8-KMaterial AgreementsFinancial EventsExhibits & Filings

ROCKWELL AUTOMATION, INC 8-K Report, Material Agreement (May 28, 2013)

Filed May 28, 2013For Securities:ROK

Summary

Rockwell Automation, Inc. (ROK) filed an 8-K on May 28, 2013, to report on the execution of a new $750,000,000 five-year unsecured revolving credit agreement, effective May 22, 2013. This new agreement replaces a previous $750,000,000 four-year credit facility that terminated concurrently without any early termination penalties. The company retains the option to increase the credit facility by an additional $250,000, subject to specific conditions. The proceeds from borrowings under this new agreement are designated for general corporate purposes, indicating flexibility in how the company intends to utilize these funds.

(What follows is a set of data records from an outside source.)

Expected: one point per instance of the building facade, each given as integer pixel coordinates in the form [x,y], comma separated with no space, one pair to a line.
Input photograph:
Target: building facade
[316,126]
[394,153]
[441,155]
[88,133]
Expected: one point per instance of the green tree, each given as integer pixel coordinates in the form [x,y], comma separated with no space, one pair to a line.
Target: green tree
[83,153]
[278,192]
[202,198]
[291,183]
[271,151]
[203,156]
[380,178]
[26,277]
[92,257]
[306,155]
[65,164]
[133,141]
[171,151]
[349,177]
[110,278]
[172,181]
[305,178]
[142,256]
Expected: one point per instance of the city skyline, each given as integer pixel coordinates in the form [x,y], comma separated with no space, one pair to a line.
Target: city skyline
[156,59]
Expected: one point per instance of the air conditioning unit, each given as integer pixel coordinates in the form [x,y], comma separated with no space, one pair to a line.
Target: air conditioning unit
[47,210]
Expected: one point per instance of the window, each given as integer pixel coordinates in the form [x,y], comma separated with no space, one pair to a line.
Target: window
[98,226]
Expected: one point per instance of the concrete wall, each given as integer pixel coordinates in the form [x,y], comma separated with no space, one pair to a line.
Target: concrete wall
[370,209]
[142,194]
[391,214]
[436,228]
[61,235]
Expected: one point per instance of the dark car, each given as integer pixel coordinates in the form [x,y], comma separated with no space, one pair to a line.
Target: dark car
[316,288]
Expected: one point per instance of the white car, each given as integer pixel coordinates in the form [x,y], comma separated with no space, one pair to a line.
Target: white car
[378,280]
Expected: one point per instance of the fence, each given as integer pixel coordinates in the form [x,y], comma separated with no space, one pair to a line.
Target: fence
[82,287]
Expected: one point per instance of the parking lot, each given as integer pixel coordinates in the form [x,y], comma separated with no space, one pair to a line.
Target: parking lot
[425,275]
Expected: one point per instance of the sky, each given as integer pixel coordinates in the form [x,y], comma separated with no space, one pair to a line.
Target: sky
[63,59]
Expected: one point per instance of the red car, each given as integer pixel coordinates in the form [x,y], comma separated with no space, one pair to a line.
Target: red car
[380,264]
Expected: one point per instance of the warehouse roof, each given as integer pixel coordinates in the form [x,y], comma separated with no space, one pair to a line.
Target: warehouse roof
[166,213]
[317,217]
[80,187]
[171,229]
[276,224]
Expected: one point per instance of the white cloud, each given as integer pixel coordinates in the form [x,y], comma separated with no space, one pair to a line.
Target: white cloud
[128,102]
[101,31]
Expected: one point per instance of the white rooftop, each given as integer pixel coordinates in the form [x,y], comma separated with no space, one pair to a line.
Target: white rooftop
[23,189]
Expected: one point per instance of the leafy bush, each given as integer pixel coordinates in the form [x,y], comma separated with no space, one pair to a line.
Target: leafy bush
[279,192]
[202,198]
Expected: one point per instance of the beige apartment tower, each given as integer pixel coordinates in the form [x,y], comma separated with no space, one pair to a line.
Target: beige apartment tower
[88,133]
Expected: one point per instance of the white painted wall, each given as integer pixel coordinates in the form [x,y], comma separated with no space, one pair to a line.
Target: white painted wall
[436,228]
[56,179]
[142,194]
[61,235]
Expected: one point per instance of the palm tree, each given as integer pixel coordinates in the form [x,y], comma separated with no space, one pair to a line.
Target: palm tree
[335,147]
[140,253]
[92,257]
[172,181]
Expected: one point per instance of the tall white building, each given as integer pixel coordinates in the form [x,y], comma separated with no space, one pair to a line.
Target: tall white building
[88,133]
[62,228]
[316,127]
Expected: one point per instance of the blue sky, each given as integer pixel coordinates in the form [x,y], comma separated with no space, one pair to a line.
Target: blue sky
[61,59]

The credit agreement features variable interest rates, including options for base rate loans and Euro-dollar loans, with margins tied to the company's credit rating. Standard covenants are in place, including restrictions on secured debt, mergers, asset sales, and a debt-to-capital ratio not exceeding 60%. The agreement also outlines customary events of default, such as bankruptcy, non-payment, covenant breaches, and change of control, which can lead to termination of commitments and acceleration of debt.

Key Highlights

  • 1New $750 million, five-year unsecured revolving credit agreement entered into on May 22, 2013.
  • 2The new credit facility replaces a previous $750 million, four-year agreement without incurring early termination penalties.
  • 3The company has the option to increase the credit facility by up to $250 million under certain conditions.
  • 4Proceeds from borrowings are intended for general corporate purposes.
  • 5Borrowings will bear interest at variable rates, either base rate plus a margin or LIBOR-based Euro-dollar rate plus a margin, which is dependent on the company's credit rating.
  • 6The agreement includes standard covenants restricting debt, mergers, asset sales, and a debt-to-capital ratio limit of 60%.
  • 7Customary events of default are outlined, including bankruptcy and failure to meet financial covenants.